Graz - Die Stadt Graz hat verschiedene Titel und Rituale, um verdienstvolle Menschen auszuzeichnen. So kann man etwa zum Bürger der Stadt ernannt werden, Träger des Ehrenrings der Stadt werden oder "die größte Ehre, die Graz zu vergeben hat" Ehrenbürger werden. Sucht man unter all diesen Formen der Ehrungen nach Frauennamen, tut man das weitgehend umsonst. Graz hat keine einzige Ehrenbürgerin, und keine Frau erhielt bisher den Ehrenring, den etwa der kalifornische Gouverneur Arnold Schwarzenegger zurücklegte, nachdem sich der Gemeinderat von Graz gegen die Todesstrafe starkmachte. Auf der "niedrigsten" Stufe der Grazer Ehrungen finden sich immerhin 23 Bürgerinnen der Stadt - neben 122 Bürgern.

Missverhältnis

Spätestens seit "woment!", dem ersten feministischen Projekt einer europäischen Kulturhauptstadt, das 2003 in Graz lief, weiß man vor Ort, wie viele große Töchter die Stadt in Politik, Wissenschaften und Künsten hervorgebracht hat. SP und Grüne wiesen auf das Missverhältnis bei den Ehrungen immer wieder hin, bisher erfolglos. Nun starteten die SP-Frauenstadträtin Elke Edlinger, Grünen-Gemeinderätin Daniela Grabe sowie die Frauenreferatsleiterin Doris Kirschner und die Chefin des Frauendokumentations- und Projektzentrums Doku Graz, Maggie Jansenberger, gemeinsam eine Initiative für weibliche Ehrungen.

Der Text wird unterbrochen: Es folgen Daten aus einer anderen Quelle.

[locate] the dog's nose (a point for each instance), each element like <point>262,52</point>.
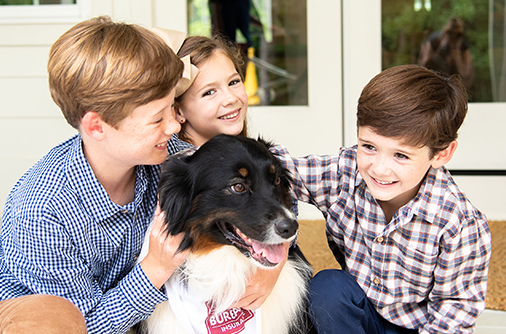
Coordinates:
<point>287,228</point>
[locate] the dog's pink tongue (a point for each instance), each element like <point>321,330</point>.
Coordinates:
<point>273,253</point>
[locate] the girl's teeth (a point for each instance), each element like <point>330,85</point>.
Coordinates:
<point>230,116</point>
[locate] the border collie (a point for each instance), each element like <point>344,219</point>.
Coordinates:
<point>232,200</point>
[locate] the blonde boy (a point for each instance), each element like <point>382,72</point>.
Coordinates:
<point>74,224</point>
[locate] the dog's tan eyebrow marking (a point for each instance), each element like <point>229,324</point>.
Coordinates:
<point>243,172</point>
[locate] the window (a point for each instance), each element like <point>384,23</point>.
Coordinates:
<point>464,37</point>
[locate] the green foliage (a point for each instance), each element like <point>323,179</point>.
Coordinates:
<point>404,30</point>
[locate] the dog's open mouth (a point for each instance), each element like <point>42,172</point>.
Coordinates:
<point>266,254</point>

Mit einem Adventkalender, der 24 mögliche Frauen präsentierte, stimmte man sich Ende 2008 auf das neue Jahr ein. Tatsächlich sind nun bei der nächsten Ehrungsrunde mindestens die Hälfte der im Stadtsenat gehandelten Personen Frauen. "Auch die ÖVP unterstützt das", so Grabe. Die Grünen-Frauensprecherin und Edlinger wollen aber auch, dass so lange mehr als 50 Prozent Frauen pro Runde ernannt werden, bis das Geschlechterverhältnis ausgewogen ist. In der nächsten Gemeinderatssitzung am Donnerstag will Grabe eine diesbezügliche Initiative setzen, die auch ein transparenteres Auswahlverfahren sichern soll.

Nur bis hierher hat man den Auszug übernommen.